Just about every client I have ever had complains about the amount of time their organization devotes to meetings. Everyone wishes effective meetings were part of their daily work culture. It seems a universal gripe that organizations spend too much time in meetings. I even have a client who began a series of meetings about meetings! And while it is easy to eye-roll this, I actually applaud this organization for the proactive step they took to ensure that time spent in meetings was productive time.
Why Don’t We Have Effective Meetings?
People don’t run effective meetings because they simply don’t know how. We know enough to suspect when a meeting might be necessary but it is more challenging to know how to structure a meeting for a specific need, know who needs to be around the table and keep discussion moving in a productive direction.
How To Have Effective Meetings
The first step toward having effective meetings is be mindful about them. Simply scheduling a meeting doesn’t ensure you will accomplish what you need to accomplish. What is the objective. Is a meeting the best way to accomplish this?
- If a meeting is the best way to accomplish this, determine who needs to be there to ensure that this objective is met.
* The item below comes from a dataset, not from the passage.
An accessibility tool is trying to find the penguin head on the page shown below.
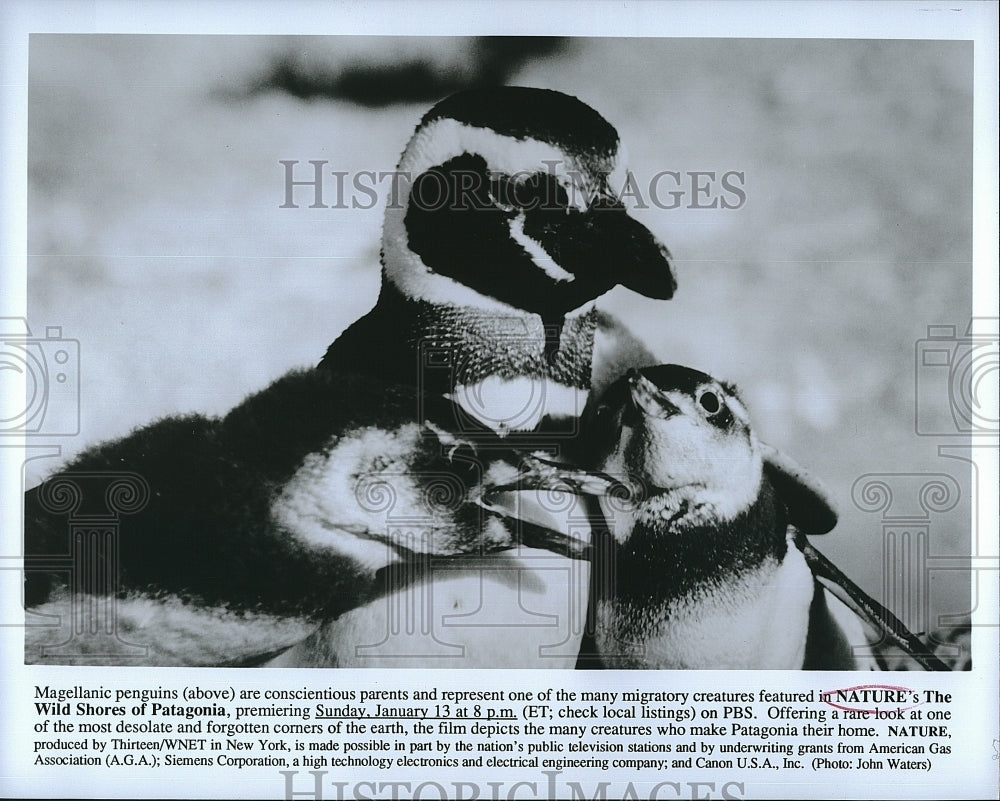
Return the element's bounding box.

- Ask participants for agenda items about a week before the meeting
- Finally, draw up a draft agenda and circulate it. Be sure to share the objective and any additional reading material to participants in advance of the meeting.
Effective Meetings Come in Many Forms
Choose the most effective format for your meeting. Maybe you need a brief check in so remaining standing is the best format. Perhaps you need a traditional hour-long sit-down at a conference table. Maybe you need to schedule a half-day or full-day retreat to accomplish what you need to do. Or perhaps it makes sense to take a 45 minute or hour long walk to run the most effective meeting.
Inc. recently published an article advocating for more variety in the length of time we schedule meetings for. Just because your calendar software defaults at an hour doesn’t mean every meeting has to be that length. Consider the following guidelines:
- 10-15 minutes for brief check-ins and updates.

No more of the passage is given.